Contratto indeterminato a “tutele crescenti” – Ma chi tutela realmente?

Il 7 marzo 2015 è entrato in vigore il Decreto legislativo n. 23/2015, attuativo del c.d. Jobs Act (Legge n. 183 del 2014), riguardante il “contratto di lavoro a tempo indeterminato a tutele crescenti” (C.T.C.).
A dispetto del nome, il decreto in parola non introduce una nuova tipologia contrattuale , bensì un nuovo regime sanzionatorio per le ipotesi di licenziamento illegittimo, destinato a sostituire la disciplina prevista dall’art. 18 della Legge n. 300 del 1970 (c.d. Statuto dei Lavoratori).

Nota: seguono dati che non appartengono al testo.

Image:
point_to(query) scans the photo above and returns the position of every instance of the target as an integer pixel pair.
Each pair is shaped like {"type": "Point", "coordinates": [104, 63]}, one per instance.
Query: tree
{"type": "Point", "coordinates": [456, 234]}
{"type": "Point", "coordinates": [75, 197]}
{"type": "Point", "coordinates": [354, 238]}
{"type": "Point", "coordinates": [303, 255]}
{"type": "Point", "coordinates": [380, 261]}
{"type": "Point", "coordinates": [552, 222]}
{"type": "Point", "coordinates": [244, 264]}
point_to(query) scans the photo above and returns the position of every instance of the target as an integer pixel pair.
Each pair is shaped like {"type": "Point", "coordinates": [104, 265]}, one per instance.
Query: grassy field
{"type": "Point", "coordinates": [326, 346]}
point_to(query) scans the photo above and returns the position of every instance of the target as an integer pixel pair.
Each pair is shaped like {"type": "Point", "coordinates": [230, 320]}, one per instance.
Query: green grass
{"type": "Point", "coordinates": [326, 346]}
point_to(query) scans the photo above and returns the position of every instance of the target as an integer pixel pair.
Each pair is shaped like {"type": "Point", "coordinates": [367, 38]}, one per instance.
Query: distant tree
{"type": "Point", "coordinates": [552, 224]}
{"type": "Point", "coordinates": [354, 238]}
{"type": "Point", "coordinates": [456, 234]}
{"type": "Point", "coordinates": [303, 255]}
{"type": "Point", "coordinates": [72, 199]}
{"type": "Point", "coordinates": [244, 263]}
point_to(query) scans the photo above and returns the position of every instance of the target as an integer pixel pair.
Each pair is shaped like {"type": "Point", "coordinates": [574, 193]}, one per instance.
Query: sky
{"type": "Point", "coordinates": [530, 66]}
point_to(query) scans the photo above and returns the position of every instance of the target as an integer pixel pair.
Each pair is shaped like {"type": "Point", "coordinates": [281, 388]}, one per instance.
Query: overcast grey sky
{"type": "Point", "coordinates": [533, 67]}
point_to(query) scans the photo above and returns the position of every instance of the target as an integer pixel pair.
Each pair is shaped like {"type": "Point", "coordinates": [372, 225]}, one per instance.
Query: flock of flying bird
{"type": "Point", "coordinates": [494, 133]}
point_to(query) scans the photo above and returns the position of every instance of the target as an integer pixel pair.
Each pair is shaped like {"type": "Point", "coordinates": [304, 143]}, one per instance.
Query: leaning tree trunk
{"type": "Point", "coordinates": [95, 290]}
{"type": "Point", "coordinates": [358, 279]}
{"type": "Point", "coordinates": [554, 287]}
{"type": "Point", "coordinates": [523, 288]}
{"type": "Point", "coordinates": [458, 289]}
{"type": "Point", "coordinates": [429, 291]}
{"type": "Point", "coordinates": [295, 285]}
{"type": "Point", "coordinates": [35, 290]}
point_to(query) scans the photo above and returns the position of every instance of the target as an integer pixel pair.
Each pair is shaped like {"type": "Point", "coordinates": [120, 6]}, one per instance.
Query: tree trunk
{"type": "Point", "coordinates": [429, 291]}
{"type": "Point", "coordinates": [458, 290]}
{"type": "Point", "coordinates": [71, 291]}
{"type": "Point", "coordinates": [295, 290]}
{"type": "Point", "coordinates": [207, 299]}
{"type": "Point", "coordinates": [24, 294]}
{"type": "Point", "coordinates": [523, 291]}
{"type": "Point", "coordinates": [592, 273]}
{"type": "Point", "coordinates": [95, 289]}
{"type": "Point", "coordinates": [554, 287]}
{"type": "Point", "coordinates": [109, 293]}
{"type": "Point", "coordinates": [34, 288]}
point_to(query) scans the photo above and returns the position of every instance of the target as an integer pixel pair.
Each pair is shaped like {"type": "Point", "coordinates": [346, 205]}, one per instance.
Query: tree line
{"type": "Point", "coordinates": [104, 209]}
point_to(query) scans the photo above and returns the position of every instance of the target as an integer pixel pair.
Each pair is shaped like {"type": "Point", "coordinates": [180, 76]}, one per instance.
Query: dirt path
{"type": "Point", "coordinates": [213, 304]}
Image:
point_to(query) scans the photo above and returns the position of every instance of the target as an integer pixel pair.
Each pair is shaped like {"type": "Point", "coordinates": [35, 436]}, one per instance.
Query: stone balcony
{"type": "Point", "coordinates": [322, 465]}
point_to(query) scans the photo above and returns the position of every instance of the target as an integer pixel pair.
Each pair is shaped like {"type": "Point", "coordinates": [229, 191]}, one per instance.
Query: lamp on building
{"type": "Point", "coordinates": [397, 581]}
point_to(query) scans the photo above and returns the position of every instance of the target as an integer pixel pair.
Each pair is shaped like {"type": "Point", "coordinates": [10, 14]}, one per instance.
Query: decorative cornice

Rispetto alle tutele offerte dall’art. 18, peraltro già fortemente depotenziate dalla riforma del 2012 (c.d. Legge Fornero) – che, com’è noto, ha introdotto quattro diversi regimi di tutela, graduati in base al tipo di vizio che affligge il licenziamento –, la nuova disciplina restringe ulteriormente le ipotesi di reintegrazione del lavoratore, individuando nel pagamento di un’indennità risarcitoria la sanzione principale applicabile in caso di licenziamento illegittimo.
Quindi, tutti i lavoratori assunti dal 7 marzo 2015 con contratto a tempo indeterminato firmano il nuovo contratto a tutele crescenti che è di fatto un contratto a tempo indeterminato con alcuni cambiamenti sostanziali sulle norme sul licenziamento.
Nello specifico:
Il lavoratore di un’azienda non ha diritto al reintegro in caso di licenziamento illegittimo, ma solo a un indennizzo di natura economica che cresce con l’anzianità di servizio (da qui il termine “a tutele crescenti”). L’unica eccezione è costituita dal caso di licenziamento discriminatorio, nullo o inefficace.
I lavoratori assunti con il vecchio contratto a tempo indeterminato continuano a godere degli stessi diritti di prima, senza alcuna modifica (per loro continua a vale l’articolo 18 e quindi il diritto alla reintegrazione.
A CHI SI APPLICA IL CONTRATTO INDETERMINATO A TUTELE CRESCENTI?
Il contratto a tutele crescenti si applica solo ed esclusivamente ai dipendenti in possesso dei seguenti requisiti:
- Neoassunti: a tempo indeterminato a partire dal 7 marzo 2015, oppure lavoratori che vengono assunti a tempo indeterminato a seguito di conversione di contratto a tempo determinato o di apprendistato;
- Operai, impiegati oppure quadri.
Le nuove regole non sono invece valide per i dirigenti.
COME FUNZIONA?
Prima, in caso di licenziamento illegittimo, il lavoratore aveva sempre diritto a essere reintegrato in azienda.
Ora, inceve, il diritto alla reintegrazione è previsto tassativamente solo in caso di licenziamento (articolo 2 del Jobs Act):
- Discriminatorio: ossia per motivi religiosi, politici, di razza, sesso, età, per partecipazione ad attività sindacali;
- Nullo: ossia inflitto durante i periodi di tutela (durante il primo anno di matrimonio, durante la gravidanza e fino a un anno di età del figlio, durante la fruizione dei congedi parentali);
- Per motivo illecito: come sancito dall’art. 1345 c.c.;
- Intimato: in sola forma orale (inefficace);
- In difetto di giustificazione: per motivo che richiami la disabilità fisica o psichica del dipendente.
Nello specifico, con il contratto a tutele crescenti si ha diritto a un’indennità di risarcimento pari alla busta paga che avrebbe dovuto percepire dal giorno del licenziamento fino al giorno del reintegro, somma diminuita delle eventuali altre attività svolte durante questo periodo.
Per il suddetto periodo l’azienda deve provvedere anche a versare i relativi contributi previdenziali.